Sure enough, he tells me that this was a trick his dad used all the time. I figure if a metallurgist used this, it can’t be all bad. As it turns out, unlike using silver polish, which removes the tarnished silver altogether, this process retains all the original silver.
Tarnished metals are usually sulfides. In this case, the tarnish is silver sulfide (Ag2S). The solution described above sets up a cathodic battery reaction, wherein the alkaline water (due to the baking soda) is the electrolyte. The salt isn’t strictly necessary, but it may help the electrolytic process.
Here’s where the magic happens. In a alkaline solution, the aluminum is electrochemically more aggressive than the silver, and actually goes in and displaces the silver in the tarnish and replaces it with aluminum atoms, forming aluminum sulfide (Al2S3). The silver atoms then return back to the plating on the object and the aluminum sulfide wipes off quite easily.

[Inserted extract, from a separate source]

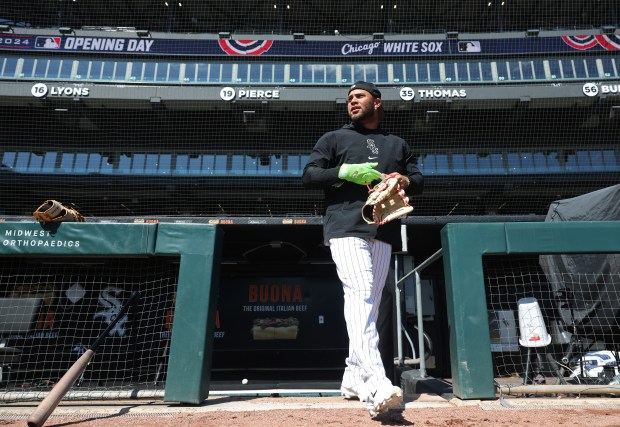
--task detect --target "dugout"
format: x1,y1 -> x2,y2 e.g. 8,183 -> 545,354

When I dumped the water out, it stunk of sulfur, with an odor that was very similar to methyl mercaptan, which is what they use to make natural gas smell bad. Given that we have a natgas stove, furnace, water heater, and dryer, I have a strong suspicion where the sulfur that tarnished the penguins came from 🙂 Removing the foil showed a lot of pitting where the metal had been removed to go join its sulfur buddies.
For grins, I stuck a voltmeter with the anode probe on the aluminum and the cathode probe in the water, and it started out at about .3V, and it steadily kept climbing. After about half an hour, the meter was reading about half a volt.
So, I got to have science fun, AND get my penguins shiny.